It is true there is not enough beauty in the world.
It is also true that I am not competent to restore it.
Neither is there candor, and here I may be of some use.
at work, though I am silent.
misery of the world
bounds us on either side, an alley
lined with trees; we are
companions here, not speaking,
each with his own thoughts;
behind the trees, iron
gates of the private houses,
the shuttered rooms
somehow deserted, abandoned,
as though it were the artist’s
duty to create
hope, but out of what? what?
the word itself
false, a device to refute
perception— At the intersection,
ornamental lights of the season.
I was young here. Riding— October (5), Louise Gluck
the subway with my small book
as though to defend myself against
the same world:
you are not alone,
the poem said,
in the dark tunnel.
Louise Gluck received the 2020 Nobel Prize for Literature earlier this month for “her unmistakable poetic voice that with austere beauty makes individual existence universal.” There is always hubbub and controversy surrounding the prize, no matter whom it goes to, so I feel like I pay less attention to it every year. Nonetheless, Gluck’s October feels especially resonant this month. The poems (you can read the other parts here) are heavy with grief, violence, and despair, which are unfortunately relevant moods for a month saturated with pandemic and polls–related anxiety. The poem acknowledges both hope and hopelessness, which seem to receive equal weight throughout the sequence—but I particularly like how this section ends by personifying the poem as a companion. This month, I also felt like language, literature, and art illuminated tunnels for me.
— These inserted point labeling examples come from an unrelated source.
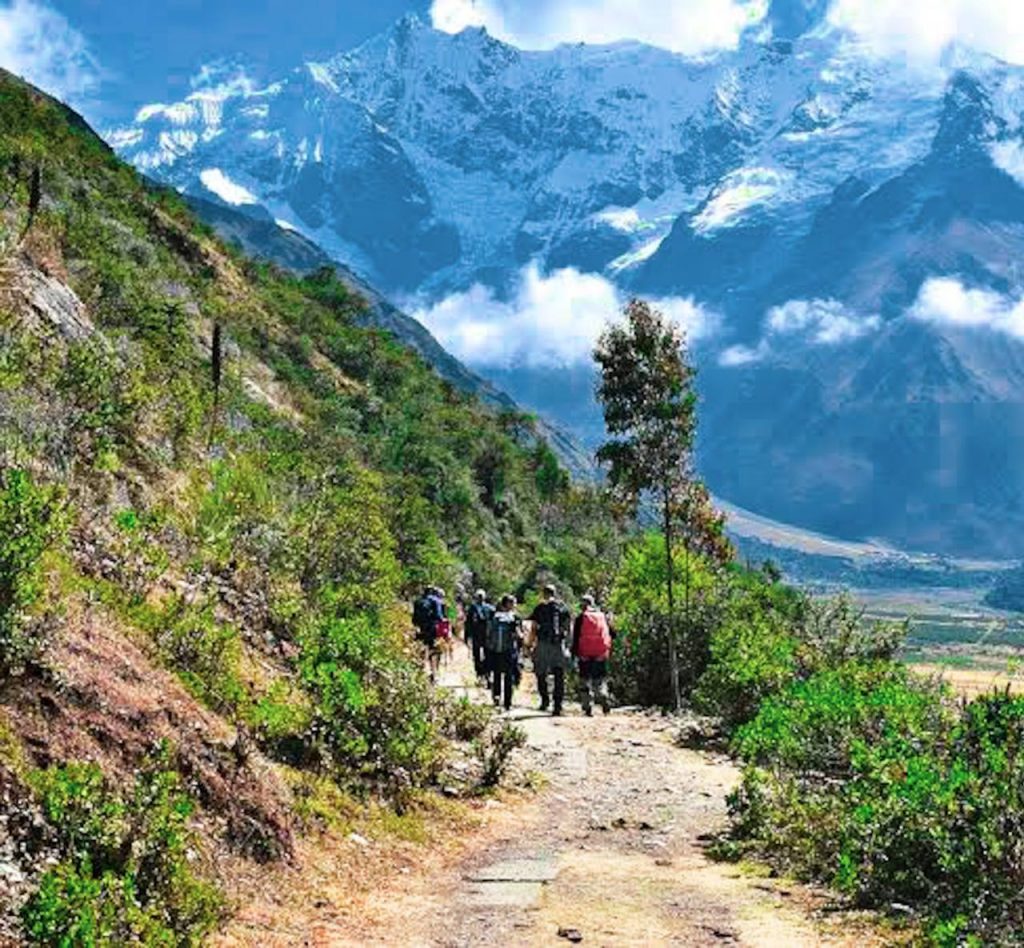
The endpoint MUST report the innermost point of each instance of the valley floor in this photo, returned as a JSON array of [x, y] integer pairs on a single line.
[[608, 846]]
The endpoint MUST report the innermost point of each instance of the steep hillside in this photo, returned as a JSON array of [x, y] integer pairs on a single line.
[[217, 486], [838, 217], [263, 239]]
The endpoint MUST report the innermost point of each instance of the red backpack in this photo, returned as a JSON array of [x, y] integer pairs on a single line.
[[595, 638]]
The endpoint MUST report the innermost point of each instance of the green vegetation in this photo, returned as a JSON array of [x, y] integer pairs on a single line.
[[858, 772], [126, 875], [649, 400], [251, 484], [31, 525]]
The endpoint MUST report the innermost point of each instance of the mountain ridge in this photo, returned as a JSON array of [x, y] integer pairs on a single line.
[[830, 212]]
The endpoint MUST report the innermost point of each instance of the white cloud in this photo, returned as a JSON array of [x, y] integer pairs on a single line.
[[825, 322], [550, 319], [816, 322], [735, 356], [219, 183], [923, 30], [1009, 157], [945, 301], [39, 44], [692, 27]]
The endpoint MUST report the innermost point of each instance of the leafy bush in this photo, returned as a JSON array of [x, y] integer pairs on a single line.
[[496, 749], [32, 522], [204, 652], [751, 659], [126, 876], [373, 705], [462, 719], [869, 778]]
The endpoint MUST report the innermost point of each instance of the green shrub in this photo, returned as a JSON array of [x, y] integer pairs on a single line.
[[496, 750], [462, 719], [374, 706], [870, 779], [205, 653], [32, 522], [126, 875], [752, 658]]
It’s easy to assume by default that nothing much happens these days (we’re working from home and staying at home, there’s nothing new), but if I really cast my memory back to the first of October I’m inclined to conclude that it was a comparatively eventful month. Cynthia flew back to Taiwan, a country that just surpassed 200 days without a locally-transmitted COVID-19 case. From what I’ve heard from my sister, mom, and aunt about their experience landing and quarantining in Taiwan, it’s not difficult for me to see why Taiwan has so successfully contained the pandemic. This month the ALTA conference that I’d been preparing for also took place, and I had the opportunity to present some of my translations of Chung Kwok-keung’s work on two free panels. Although in a pandemic-free timeline I could have been in Arizona for the conference, I must say that the virtual format worked surprisingly well! It allowed folks who normally could not have attended the conference to tune in, and from a presenter’s perspective, I also felt less nervous because I could present from the comfort of my own home. Kevin and I have also been busy making crosswords this month, and 10 of our puzzles were recently featured on the Redstone Games’ mobile app, which you can download here (Android / iPhone). As a kid, I never thought that I’d one day be paid for translation and crosswords, and I’m both grateful for these opportunities while hyper-aware of the privilege that affords me these possibilities. Finally, I’m pleased to say that my Korean learning has continued this month! Which brings me to…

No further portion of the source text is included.